Reputation: 15259
I am using Ruby on Rails 3 and I am trying to use HTTPS on localhost in order to implement APIs. What I have made is inspired by Paul Dix's code.
After a lot of headaches, I was able to generate a certificate, setting Apache and writing some code. It seems like I'm close to a solution. This is what I have so far:
require 'uri'
require 'net/https'
...
host = "https://<my_site_name>.com"
path = "/users/1.json"
uri = URI.parse("#{host}#{path}")
http = Net::HTTP.new(uri.host, uri.port)
http.use_ssl = true
http.verify_mode = OpenSSL::SSL::VERIFY_NONE
http.ca_file = File.join(File.dirname("/private/etc/apache2/ssl/wildcard.certificate/ca.db.certs/"), "01.pem")
http.start do
puts http.get("#{host}#{path}")
end
@test_response = http
@test_response
resolves to:
<Net::HTTP <my_site_name>.com:443 open=false>
This is the first time that I have done this kind of thing, and I am not expert in implementing the code for it, so I have some questions:
(1) What does uri = URI.parse("#{host}#{path}")
mean?
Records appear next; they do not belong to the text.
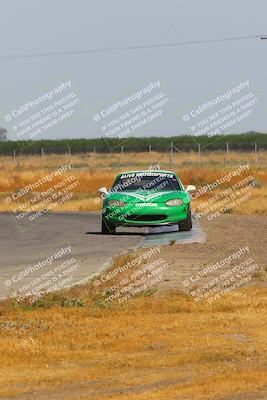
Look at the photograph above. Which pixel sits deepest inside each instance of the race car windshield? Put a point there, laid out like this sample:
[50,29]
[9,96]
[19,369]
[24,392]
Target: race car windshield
[154,182]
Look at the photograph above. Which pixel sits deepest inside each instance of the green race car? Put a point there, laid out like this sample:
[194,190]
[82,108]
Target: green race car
[146,198]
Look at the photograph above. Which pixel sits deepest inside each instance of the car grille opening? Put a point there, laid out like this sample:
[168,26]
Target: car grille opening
[146,217]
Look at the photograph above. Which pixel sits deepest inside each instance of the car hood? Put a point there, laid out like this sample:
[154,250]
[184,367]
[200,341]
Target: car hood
[148,196]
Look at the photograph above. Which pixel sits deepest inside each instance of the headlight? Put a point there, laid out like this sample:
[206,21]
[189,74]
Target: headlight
[116,203]
[175,202]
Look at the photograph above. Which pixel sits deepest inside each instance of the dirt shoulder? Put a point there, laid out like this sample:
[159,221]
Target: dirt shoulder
[225,236]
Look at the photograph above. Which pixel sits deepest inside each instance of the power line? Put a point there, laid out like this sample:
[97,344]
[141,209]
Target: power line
[110,49]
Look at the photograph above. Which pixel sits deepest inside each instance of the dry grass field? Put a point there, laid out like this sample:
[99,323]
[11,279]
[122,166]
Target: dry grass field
[160,344]
[92,171]
[157,346]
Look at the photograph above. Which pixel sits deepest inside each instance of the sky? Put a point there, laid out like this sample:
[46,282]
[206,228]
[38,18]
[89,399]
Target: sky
[181,78]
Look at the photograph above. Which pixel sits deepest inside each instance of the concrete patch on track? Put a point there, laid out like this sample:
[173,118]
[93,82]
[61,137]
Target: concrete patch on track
[165,234]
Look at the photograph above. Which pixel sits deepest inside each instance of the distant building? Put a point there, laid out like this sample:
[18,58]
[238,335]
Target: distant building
[3,133]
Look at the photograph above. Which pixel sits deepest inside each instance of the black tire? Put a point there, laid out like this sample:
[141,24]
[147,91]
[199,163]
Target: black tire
[186,225]
[108,228]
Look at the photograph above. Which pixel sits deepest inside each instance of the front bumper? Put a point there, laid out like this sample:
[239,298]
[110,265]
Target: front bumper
[146,215]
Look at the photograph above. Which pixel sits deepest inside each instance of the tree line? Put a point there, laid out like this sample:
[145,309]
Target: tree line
[236,142]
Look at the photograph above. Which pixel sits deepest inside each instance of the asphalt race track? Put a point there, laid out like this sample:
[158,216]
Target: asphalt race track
[25,244]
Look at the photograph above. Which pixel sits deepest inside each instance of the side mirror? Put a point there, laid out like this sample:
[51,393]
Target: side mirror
[190,188]
[103,190]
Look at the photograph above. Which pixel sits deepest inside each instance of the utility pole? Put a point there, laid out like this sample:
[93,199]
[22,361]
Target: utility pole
[69,153]
[171,157]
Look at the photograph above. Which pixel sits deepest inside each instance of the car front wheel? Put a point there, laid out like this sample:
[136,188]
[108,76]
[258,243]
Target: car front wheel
[108,228]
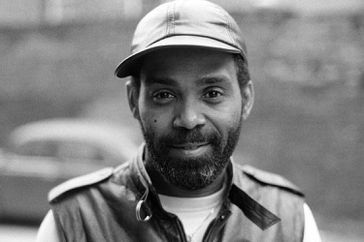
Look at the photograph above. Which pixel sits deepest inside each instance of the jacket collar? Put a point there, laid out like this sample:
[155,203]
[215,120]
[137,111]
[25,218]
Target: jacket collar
[236,193]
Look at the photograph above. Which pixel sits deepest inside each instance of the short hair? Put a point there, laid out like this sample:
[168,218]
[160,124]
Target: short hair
[242,72]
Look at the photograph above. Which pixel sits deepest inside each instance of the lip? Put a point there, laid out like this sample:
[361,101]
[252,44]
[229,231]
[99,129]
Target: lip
[189,146]
[189,149]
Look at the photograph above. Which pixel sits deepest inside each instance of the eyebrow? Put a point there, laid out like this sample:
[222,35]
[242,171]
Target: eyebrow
[163,81]
[206,80]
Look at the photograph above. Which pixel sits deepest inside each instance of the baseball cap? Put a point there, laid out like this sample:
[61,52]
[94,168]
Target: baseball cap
[183,23]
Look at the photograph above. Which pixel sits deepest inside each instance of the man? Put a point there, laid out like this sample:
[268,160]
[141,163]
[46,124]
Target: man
[190,90]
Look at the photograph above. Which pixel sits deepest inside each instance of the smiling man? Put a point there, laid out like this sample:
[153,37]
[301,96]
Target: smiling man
[190,90]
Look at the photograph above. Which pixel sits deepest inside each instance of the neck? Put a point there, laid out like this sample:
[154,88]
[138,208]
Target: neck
[164,187]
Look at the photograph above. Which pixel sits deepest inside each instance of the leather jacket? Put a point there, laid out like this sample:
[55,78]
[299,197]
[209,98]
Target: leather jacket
[120,204]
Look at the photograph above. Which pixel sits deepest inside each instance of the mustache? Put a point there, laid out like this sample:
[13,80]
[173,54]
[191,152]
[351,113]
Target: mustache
[190,136]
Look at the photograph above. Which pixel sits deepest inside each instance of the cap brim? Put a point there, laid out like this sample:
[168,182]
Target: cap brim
[131,64]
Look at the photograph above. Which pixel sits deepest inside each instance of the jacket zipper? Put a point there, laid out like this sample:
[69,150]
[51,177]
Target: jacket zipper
[215,226]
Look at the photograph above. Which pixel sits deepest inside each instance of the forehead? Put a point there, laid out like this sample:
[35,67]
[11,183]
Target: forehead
[183,64]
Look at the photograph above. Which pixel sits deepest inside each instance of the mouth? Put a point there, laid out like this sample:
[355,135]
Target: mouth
[189,149]
[189,146]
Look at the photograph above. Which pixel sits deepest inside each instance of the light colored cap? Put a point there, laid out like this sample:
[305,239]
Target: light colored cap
[183,23]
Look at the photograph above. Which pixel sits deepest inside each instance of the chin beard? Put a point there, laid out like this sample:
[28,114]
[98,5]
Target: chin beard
[191,173]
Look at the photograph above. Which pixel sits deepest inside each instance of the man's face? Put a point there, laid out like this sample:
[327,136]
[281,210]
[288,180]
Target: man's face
[190,110]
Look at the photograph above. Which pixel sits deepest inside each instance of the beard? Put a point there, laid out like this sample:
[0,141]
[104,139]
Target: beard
[191,173]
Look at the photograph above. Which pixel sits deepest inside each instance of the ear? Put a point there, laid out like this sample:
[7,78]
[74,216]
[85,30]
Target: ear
[248,97]
[132,93]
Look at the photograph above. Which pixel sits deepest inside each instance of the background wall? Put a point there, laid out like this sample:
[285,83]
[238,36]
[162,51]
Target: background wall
[308,119]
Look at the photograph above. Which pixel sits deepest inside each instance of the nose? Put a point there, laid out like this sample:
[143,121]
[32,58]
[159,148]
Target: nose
[189,116]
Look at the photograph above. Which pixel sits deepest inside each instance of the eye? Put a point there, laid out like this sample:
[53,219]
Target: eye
[163,96]
[213,95]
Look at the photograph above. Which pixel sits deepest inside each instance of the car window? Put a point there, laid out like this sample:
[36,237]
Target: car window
[63,149]
[37,148]
[78,150]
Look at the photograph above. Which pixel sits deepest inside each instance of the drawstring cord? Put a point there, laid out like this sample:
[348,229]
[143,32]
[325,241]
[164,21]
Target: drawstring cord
[139,208]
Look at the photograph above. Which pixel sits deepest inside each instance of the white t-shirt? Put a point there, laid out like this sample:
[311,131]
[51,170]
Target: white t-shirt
[194,213]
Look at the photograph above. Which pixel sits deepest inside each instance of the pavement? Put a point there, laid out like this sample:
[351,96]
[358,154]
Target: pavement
[16,233]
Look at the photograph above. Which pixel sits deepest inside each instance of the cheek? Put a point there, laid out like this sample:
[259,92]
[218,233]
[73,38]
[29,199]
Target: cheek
[155,121]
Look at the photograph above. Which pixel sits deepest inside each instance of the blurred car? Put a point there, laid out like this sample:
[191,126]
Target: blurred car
[43,154]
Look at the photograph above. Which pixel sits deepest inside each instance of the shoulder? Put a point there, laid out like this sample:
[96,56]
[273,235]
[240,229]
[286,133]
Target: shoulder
[79,182]
[265,178]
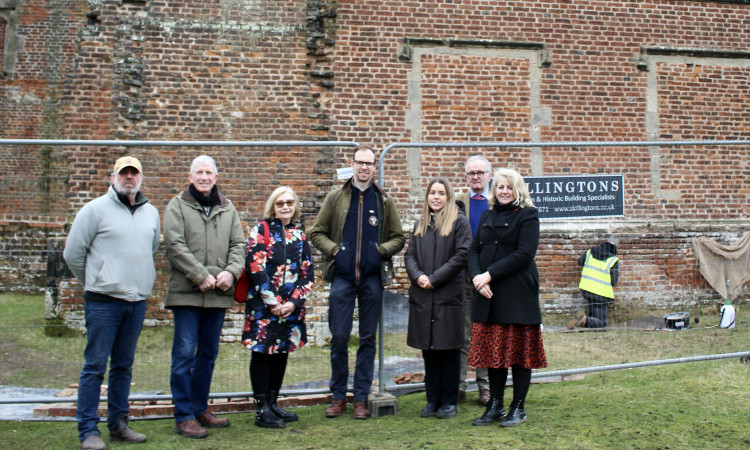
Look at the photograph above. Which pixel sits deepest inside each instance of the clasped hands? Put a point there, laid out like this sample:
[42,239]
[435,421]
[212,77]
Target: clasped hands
[223,281]
[282,310]
[482,284]
[424,282]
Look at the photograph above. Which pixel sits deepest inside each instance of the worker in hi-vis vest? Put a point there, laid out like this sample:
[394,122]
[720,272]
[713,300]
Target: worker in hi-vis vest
[601,270]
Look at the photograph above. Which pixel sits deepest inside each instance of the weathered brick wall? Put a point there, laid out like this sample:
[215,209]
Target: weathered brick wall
[392,71]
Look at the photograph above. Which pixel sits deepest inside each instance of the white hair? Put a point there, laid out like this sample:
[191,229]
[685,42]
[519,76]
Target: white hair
[203,159]
[488,166]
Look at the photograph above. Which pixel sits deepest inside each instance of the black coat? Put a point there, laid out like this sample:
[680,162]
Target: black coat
[436,316]
[505,245]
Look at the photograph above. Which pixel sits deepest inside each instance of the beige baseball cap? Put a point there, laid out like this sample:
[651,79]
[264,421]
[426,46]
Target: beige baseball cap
[127,161]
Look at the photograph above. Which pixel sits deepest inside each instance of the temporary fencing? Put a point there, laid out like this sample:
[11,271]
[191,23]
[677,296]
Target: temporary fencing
[656,234]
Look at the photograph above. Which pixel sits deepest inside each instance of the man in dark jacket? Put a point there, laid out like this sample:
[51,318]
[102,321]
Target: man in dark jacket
[474,203]
[357,231]
[601,270]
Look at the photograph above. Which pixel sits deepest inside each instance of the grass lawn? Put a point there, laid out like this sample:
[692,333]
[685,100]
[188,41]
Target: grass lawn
[694,405]
[690,405]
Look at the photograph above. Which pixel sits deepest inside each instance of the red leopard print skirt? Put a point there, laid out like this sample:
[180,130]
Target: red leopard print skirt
[504,345]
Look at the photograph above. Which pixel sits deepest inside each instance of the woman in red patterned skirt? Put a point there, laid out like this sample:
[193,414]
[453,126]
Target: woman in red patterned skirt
[507,319]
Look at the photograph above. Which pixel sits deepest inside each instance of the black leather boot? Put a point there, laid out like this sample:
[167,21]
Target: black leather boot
[493,414]
[285,416]
[264,417]
[516,415]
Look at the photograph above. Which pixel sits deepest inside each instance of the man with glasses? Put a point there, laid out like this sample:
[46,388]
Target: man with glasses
[205,247]
[357,231]
[478,177]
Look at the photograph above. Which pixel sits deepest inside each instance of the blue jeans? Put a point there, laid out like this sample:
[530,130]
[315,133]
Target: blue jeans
[112,330]
[194,350]
[597,314]
[369,296]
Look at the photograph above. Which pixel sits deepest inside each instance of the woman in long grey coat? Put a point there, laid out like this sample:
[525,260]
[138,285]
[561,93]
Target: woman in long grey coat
[435,262]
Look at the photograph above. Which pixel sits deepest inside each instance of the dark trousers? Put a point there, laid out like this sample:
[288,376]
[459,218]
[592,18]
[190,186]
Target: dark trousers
[442,372]
[368,295]
[267,371]
[596,313]
[521,382]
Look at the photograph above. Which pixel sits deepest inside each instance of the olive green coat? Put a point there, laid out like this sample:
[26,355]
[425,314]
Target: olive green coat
[197,245]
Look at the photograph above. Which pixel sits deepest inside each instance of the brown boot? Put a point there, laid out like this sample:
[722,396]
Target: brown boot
[361,411]
[190,429]
[336,409]
[122,432]
[209,420]
[93,442]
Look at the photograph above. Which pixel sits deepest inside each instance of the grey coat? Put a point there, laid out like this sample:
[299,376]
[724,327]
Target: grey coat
[110,250]
[436,316]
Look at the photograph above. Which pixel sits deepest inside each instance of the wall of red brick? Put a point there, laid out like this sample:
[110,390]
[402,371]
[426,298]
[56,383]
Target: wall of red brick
[379,72]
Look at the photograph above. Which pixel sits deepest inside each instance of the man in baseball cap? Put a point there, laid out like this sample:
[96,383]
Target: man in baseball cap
[110,250]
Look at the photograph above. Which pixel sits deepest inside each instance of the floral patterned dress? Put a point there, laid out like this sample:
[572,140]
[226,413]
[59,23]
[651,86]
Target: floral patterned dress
[281,271]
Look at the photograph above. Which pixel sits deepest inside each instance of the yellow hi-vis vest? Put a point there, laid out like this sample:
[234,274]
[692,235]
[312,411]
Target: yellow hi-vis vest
[595,277]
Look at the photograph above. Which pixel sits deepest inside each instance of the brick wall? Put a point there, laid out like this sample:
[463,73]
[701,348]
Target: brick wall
[393,71]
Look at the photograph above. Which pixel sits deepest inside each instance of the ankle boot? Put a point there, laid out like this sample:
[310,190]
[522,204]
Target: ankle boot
[493,414]
[516,415]
[285,416]
[264,417]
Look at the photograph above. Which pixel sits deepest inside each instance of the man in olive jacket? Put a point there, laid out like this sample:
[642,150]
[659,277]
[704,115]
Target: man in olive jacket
[357,231]
[205,247]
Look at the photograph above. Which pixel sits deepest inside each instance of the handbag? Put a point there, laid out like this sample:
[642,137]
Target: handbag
[243,283]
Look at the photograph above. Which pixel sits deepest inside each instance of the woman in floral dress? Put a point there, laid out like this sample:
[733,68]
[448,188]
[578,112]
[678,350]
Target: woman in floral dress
[279,263]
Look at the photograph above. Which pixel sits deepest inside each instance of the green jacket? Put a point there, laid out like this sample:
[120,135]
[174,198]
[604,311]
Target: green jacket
[326,234]
[197,245]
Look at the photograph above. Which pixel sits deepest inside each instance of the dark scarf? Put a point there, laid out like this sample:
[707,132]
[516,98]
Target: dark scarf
[501,208]
[206,201]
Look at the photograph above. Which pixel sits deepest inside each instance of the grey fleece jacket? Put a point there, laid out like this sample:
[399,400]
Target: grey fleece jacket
[111,250]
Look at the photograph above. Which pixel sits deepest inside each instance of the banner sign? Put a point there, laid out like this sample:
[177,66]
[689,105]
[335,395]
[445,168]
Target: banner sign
[577,196]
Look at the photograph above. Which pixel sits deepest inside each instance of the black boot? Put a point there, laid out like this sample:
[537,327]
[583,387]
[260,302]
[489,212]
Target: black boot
[285,416]
[264,417]
[493,414]
[516,415]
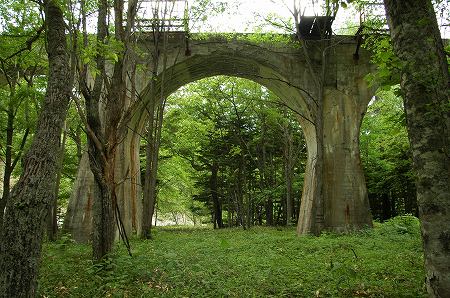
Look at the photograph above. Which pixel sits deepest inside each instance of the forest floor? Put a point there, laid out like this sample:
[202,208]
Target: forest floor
[260,262]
What is the uri
scope?
(2) Why does Paul Dix use:
http.start do
puts http.get("#{host}#{path}")
end
and not
@test_response = http.get("#{host}#{path}")
(3) Using the Paul Dix's version, how I can read the @test_response
values? Is it right to do @test_response = http
?
(4) Why is it that when I use http.verify_mode = OpenSSL::SSL::VERIFY_PEER
instead of http.verify_mode = OpenSSL::SSL::VERIFY_NONE
I get this error:
SSL_connect returned=1 errno=0 state=SSLv3 read server certificate B: certificate verify failed
(5) Where should I put my .pem
certificate in my Ruby on Rails application?
(6) Is the above code correct and advisable? If not, what I can improve?
One more thing I discovered is if I use
http.start do
@test_response = http.get("#{host}#{path}")
end
@test_response
returns
--- !ruby/object:Net::HTTPOK
body: ...
body_exist: true
code: "200"
header:
...
status:
- "200"
transfer-encoding:
- chunked
content-type:
- application/json; charset=utf-8
http_version: "1.1"
message: OK
read: true
If I use simply
@internal_test2 = http.get("#{host}#{path}")
@test_response
returns
--- !ruby/object:Net::HTTPOK
body: ...
body_exist: true
code: "200"
header:
...
status:
- "200"
connection: # This is the differce from the previous result
- close
transfer-encoding:
- chunked
content-type:
- application/json; charset=utf-8
http_version: "1.1"
message: OK
read: true
(7) What is it mean?
Upvotes: 0
Views: 1646
Reputation: 159095
I'm not positive exactly what you're trying to accomplish here (it looks like you're trying to connect to and read an HTTPS request), but I will try to answer your questions the best I can.
(1) What does uri = URI.parse("#{host}#{path}")
mean? What is the uri
scope?
According to its API documentation, URI.parse
takes a string (in this case, "#{host}#{path}"
and returns one of URI's subclasses from it. The point is to get a URI object instead of a string. (URI
is a Ruby module.)
(2) Why does Paul Dix use:
http.start do
puts http.get("#{host}#{path}")
end
Again, see the documentation for Net::HTTP#start. By using a block, he's opened the TCP connection and the HTTP session, both of which are automatically closed after the block is done executing.
(3) Using the Paul Dix's version, how I can read the @test_response
values? Is it right to do @test_response = http
?
I'm not sure what you mean here. If you do @test_response = http
, then @test_response
has all the same values as http
. You can read the response body, etc. from it.
(4) Why is it that when I use http.verify_mode = OpenSSL::SSL::VERIFY_PEER
instead of http.verify_mode = OpenSSL::SSL::VERIFY_NONE
I get this error:
SSL_connect returned=1 errno=0 state=SSLv3 read server certificate B: certificate verify failed
This is because Ruby can't find the certification authority certs. See http://martinottenwaelter.fr/2010/12/ruby19-and-the-ssl-error/ for more information on potentially fixing this.
(5) Where should I put my .pem
certificate in my Ruby on Rails application?
I believe this is specific to the server you're using to serve your Rails application, and not to the Rails application itself.
(6) What is it mean?
I believe this simply indicates the HTTP session has been closed. See #2.